One benefit to D*: The "right" to pollute search results with VOD, PPV and unsubscribed premium channels.


----------



## Stuart Sweet

This is not a TiVo vs. DIRECTV thread. Please keep the discussion productive and on topic. Thank you.


----------



## anleva

One impact of this system-wide glitch for me was that I was unable to watch the Mega March Madness package I subscribed too. They did come back after I finally did a complete system reset. 

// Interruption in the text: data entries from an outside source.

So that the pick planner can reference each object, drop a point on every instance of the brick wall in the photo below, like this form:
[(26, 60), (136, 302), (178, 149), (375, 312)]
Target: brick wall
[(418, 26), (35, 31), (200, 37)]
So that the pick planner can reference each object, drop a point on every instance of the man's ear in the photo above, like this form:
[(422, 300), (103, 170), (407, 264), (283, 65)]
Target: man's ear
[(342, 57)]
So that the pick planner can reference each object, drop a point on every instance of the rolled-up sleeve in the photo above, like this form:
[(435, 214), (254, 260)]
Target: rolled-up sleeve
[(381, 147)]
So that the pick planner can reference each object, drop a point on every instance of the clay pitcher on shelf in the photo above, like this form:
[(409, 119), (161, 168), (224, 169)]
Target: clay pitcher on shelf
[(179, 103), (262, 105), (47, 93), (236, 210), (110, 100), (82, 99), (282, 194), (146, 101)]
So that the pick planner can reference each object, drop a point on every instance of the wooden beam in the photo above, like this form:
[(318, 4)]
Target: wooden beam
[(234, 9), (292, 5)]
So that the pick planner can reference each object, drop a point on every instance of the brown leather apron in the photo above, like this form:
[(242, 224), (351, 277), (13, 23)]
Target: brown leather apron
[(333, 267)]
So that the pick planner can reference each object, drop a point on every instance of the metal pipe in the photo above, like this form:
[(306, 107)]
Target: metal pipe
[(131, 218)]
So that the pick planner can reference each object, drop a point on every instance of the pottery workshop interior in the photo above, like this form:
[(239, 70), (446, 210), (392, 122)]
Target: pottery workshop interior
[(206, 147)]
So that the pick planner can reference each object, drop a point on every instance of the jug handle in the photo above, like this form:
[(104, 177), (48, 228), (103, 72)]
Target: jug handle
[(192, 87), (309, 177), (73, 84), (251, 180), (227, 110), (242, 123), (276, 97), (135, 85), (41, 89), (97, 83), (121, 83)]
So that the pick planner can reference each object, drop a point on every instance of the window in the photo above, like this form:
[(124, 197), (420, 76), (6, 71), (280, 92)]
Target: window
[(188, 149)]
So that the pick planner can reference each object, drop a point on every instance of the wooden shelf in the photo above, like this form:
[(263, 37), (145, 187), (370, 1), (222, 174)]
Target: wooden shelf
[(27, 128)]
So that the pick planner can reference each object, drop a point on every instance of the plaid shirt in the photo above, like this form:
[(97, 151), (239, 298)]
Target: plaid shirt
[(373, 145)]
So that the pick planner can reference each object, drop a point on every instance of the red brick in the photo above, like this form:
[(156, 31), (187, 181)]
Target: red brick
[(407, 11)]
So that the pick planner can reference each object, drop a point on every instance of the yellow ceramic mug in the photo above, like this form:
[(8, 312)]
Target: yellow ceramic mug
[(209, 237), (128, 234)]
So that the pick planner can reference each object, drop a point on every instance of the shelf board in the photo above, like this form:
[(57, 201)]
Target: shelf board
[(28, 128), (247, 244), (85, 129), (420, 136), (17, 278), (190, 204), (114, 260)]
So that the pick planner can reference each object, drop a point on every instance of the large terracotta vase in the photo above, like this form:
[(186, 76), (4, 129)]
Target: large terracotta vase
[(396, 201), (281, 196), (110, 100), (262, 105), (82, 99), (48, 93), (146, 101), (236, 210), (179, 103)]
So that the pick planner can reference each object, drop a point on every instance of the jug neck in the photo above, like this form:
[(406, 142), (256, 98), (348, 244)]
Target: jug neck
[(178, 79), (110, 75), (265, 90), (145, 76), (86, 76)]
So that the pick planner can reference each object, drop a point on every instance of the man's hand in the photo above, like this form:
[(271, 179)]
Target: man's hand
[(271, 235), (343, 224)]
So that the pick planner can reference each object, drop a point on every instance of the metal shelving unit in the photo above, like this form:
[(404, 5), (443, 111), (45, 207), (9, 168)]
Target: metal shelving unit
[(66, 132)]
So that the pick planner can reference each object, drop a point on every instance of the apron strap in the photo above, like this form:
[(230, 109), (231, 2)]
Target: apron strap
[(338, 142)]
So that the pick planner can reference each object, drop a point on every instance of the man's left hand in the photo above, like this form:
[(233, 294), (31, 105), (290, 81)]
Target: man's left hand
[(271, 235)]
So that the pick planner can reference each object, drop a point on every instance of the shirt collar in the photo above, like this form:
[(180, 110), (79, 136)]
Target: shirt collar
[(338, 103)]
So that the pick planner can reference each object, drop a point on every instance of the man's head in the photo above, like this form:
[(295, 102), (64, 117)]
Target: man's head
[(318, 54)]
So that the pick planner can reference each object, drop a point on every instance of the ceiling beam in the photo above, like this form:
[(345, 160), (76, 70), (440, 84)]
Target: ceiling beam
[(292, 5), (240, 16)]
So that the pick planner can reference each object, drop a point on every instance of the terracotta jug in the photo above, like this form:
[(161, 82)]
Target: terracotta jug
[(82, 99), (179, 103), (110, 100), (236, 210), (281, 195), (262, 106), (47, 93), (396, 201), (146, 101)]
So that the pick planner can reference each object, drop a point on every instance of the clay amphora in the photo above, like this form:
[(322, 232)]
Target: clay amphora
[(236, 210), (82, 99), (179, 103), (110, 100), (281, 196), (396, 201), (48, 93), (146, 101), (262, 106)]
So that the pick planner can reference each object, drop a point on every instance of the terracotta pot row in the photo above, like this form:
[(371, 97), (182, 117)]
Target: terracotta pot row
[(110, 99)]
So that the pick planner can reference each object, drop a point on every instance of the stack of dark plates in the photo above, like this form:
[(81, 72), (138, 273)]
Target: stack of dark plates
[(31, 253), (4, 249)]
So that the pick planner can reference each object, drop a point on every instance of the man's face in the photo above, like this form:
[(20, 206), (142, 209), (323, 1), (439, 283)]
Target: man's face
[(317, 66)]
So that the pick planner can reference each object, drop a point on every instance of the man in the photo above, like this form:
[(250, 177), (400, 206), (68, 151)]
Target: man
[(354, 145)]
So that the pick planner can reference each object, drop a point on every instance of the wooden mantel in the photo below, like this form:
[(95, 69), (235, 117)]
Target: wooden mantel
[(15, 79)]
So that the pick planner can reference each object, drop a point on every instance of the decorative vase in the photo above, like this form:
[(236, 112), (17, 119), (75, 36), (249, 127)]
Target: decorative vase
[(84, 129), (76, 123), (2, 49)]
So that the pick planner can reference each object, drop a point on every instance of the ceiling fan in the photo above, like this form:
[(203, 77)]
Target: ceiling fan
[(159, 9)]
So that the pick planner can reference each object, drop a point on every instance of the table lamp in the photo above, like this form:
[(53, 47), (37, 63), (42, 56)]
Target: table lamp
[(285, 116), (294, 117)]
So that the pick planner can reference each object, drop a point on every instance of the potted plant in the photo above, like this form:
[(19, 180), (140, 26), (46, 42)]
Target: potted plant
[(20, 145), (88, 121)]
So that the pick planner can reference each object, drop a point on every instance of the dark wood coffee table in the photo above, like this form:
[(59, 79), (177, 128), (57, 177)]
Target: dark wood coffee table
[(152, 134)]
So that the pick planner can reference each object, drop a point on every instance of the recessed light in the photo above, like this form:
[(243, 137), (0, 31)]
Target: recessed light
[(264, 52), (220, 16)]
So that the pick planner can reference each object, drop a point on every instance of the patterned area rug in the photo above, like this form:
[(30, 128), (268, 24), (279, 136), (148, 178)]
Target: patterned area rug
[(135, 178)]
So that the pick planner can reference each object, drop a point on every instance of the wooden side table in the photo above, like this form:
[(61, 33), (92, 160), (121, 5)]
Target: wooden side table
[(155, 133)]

I sent DirecTV an email about this glitch and also the impact on Mega March Madness. I finally received an email reply back saying they have not received any reports of other incidents I described and that they will resend my system authorizations today (Tuesday). :lol: 

I guess nobody bothered to tell DirecTV of the problem as they are completely unaware that it happened.


----------



## hdtvfan0001

anleva said:


> One impact of this system-wide glitch for me was that I was unable to watch the Mega March Madness package I subscribed too. They did come back after I finally did a complete system reset.
> 
> I sent DirecTV an email about this glitch and also the impact on Mega March Madness. I finally received an email reply back saying they have not received any reports of other incidents I described and that they will resend my system authorizations today (Tuesday). :lol:
> 
> I guess nobody bothered to tell DirecTV of the problem as they are completely unaware that it happened.


They were aware....its more a case of the left hand and right hand communicating better on the issue.


----------



## anleva

hdtvfan0001 said:


> They were aware....its more a case of the left hand and right hand communicating better on the issue.


That's what I assumed, hence my use of the sarcasm emoticon.

I find that typically their customer service people will often just reply that no one else reported having the problem I had in cases like this in their first response. Takes them a while to admit that the issue was on their end.


----------



## Paul E Fox II

I guess I somehow managed to be lucky as this didn't seem to affect me.

<knocking firmly on wood now>

Neither my HR21-200 or the new HR22-100 seem to have been affected...we lost nothing, the "To Do" lists are still in place and everything is peachy-keen Jelly Bean. Not sure if it should have hit the old DirecTivo but it's OK too!

That was the reason for my question...22 page (at the time) thread that seemed to kill EVERYONE and I missed it (or it missed me at the very least).

What can be done to avoid this?


----------



## ATARI

None of my three machines were affected either.

'bout time I caught a break.


----------



## Stuart Sweet

That's because all of your DVRs have been upgraded to use the GTIA chip :lol:


----------



## elaclair

Stuart Sweet said:


> That's because all of your DVRs have been upgraded to use the GTIA chip :lol:


Shhh, Stuart don't be spreading that around, everyone will want one.....


----------



## sports828

I have a R15-500 and since 3/17 the time bar on recorded shows is not working. If I use the 6 second back button then the time bar will move forward.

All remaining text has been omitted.